Yondlers Visitors

Sesotho's in South Africa



Ba MaSotho ba loya

The Basotho are a Bantu ethnic group whose ancestors have lived in southern Africa since around the fifth century. The Basotho nation emerged from the accomplished diplomacy of Moshoeshoe I who gathered together disparate clans of Sotho–Tswana origin that had dispersed across southern Africa in the early 19th century. Most Basotho today live in South Africa, as the area of the Orange Free State was originally part of Moshoeshoe's nation (now Lesotho).


Sesotho is the same as Spedi, I don't understand why they call themselves different (even the language is the same). Anyways

Early Sotho origins and history is largely unknown, but Ironworkers, who were probably Sotho-speakers, were at Phalaborwa from the eighth century and at Melville Koppies in the Johannesburg area from the eleventh century. Oral tradition has it that the founding lineage knew the art of smelting and ancient ritual dances are associated with it.
Archaeologists have produced indisputable evidence of Sotho-speaking people smelting at widely dispersed places in Gauteng, the North West Province, the Northern Province, and Botswana.

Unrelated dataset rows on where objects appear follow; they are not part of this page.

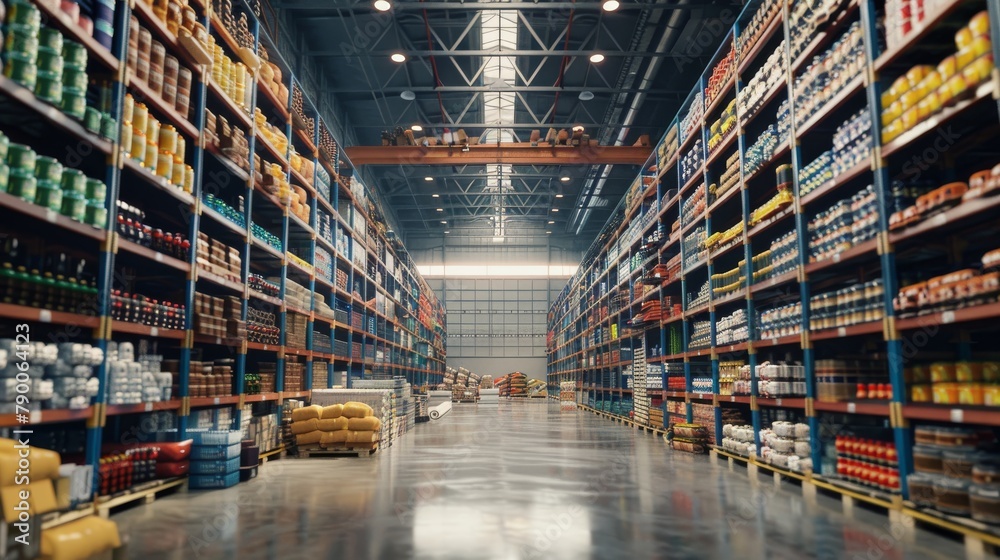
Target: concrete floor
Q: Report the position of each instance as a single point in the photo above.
(516, 482)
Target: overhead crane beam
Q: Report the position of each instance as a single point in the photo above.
(504, 154)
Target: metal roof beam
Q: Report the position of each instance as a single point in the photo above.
(521, 154)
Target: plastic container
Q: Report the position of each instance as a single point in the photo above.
(48, 195)
(48, 169)
(984, 502)
(213, 481)
(74, 102)
(51, 38)
(215, 466)
(22, 183)
(20, 156)
(96, 189)
(74, 206)
(21, 40)
(50, 63)
(48, 88)
(73, 180)
(927, 459)
(951, 495)
(21, 69)
(74, 78)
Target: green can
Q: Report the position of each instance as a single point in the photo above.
(74, 206)
(20, 156)
(21, 69)
(22, 183)
(96, 213)
(50, 38)
(4, 177)
(74, 77)
(109, 127)
(22, 40)
(48, 88)
(96, 190)
(48, 169)
(74, 55)
(73, 180)
(51, 61)
(48, 195)
(74, 102)
(23, 12)
(4, 145)
(92, 120)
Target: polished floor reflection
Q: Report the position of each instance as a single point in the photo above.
(515, 482)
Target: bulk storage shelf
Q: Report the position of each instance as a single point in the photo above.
(877, 258)
(108, 248)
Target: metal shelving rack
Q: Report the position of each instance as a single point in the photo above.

The first pottery in South Africa associated with the Sotho is called Icon and dates to between 1300 and 1500. As with the Nguni, anthropological and linguistic data suggest an East African origin for Sotho-Tswana speakers, in this case in what is now Tanzania.
By 1500 the Sotho groups had expanded to the south and west and separated into the three distinct clusters; the South Sotho (later became the Basuto and Sotho), the West Sotho (later the Tswana), and the North Sotho (later the Pedi). It is important to note however that all three clusters share very similar dialects, beliefs and social structures and the main distinctions between the three groups were only established as a result of the early 19th century difiqane period.
Most Sotho people were herders of cattle, goats, and sheep, and cultivators of grains and tobacco. In addition, the Sotho people were skilled craftsmen, renowned for their metalworking, leatherworking, and wood and ivory carving. In fact, most archaeologists presume the Sotho were the main body of early stone builders in this part of the country, because Iron Age sites studied by them resemble the areas reported by early eyewitnesses very closely.
The South Sotho cluster is associated with the Fokeng, who are today Sotho-speaking. They were long believed to be the first Sotho speakers on the highveld and have always been respected by oral historians as the most ancient of the Sotho peoples. Recent archaeological research has suggested, however, that the Fokeng were originally Nguni in culture and dispersed from Ntsuanatsatsi near Frankfort in the present Free State. They reached the edges of the Caledon valley in the 1600s, where the Phetla had already settled. North of the Vaal they made contact with Southwestern and then Western Sotho-Tswana folk.
In the Waterberg in the 1600s, conflict over limited resources seems to have provoked discord, in this case between Nguni speakers and mixed groups of Fokeng and Western Sotho-Tswana people. Sometime before 1700, some Western Sotho-Tswana people, including Kwena communities, moved south across the Vaal, into the Fokeng area. As a result of this contact and acculturation, the Fokeng became Sotho and, in the Free State, all but vanished.
In turn, Western and Southwestern groups in the 1700s adopted building in stone from the Fokeng. People of each cluster built distinctive stonewalled settlements, which presumably reflected the details of their earlier settlements of wood and thatch. The variously organised settlements, like ceramics, allow archaeologists to trace movement and interaction across the landscape. What is clear is that pulses of settlement shifts and conflict seem to have been at least partly a response to climatic flux during the Little Ice Age. For instance, an improved climate after 1700 made it possible for Southwestern Sotho-Tswana to settle south of the Vaal River, on the western edges of Fokeng-Kwena territory.
From 1750 onwards, intensifying trade and more intrusive colonial expansion increasingly affected Sotho-Tswana societies. Competition and conflict for resources eventually forced some chiefdoms to 'implode' into huge defensive settlements such as Molokwane, Kaditshwene and Dithakong, which in the early 1800s housed 10 000 people or more.
Early travelers to South Africa reported that the South Sotho people were highly skilled in carving ivory and wood and they said their leatherwork was 'as soft as chamois leather'. Fragments of Sung celadon ware from the twelfth century, found at Mapungubwe, indicate a connection with China through the Limpopo waterways long before Europeans set foot in south east Africa. The traditional conical South Sotho hat also indicates oriental influence.
Chiefdoms split repeatedly, usually as a result of rivalries between contenders for the position of chief. Irregular infiltration of fugitive groups occurred from the Highveld to the Lowveld, and from Swaziland and northern KwaZulu Natal into the interior. The Lobedu, the southward moving gold-mining Venda, and small groups of Tsonga from Mozambique settled among the Sotho and a long process of cultural interaction took place.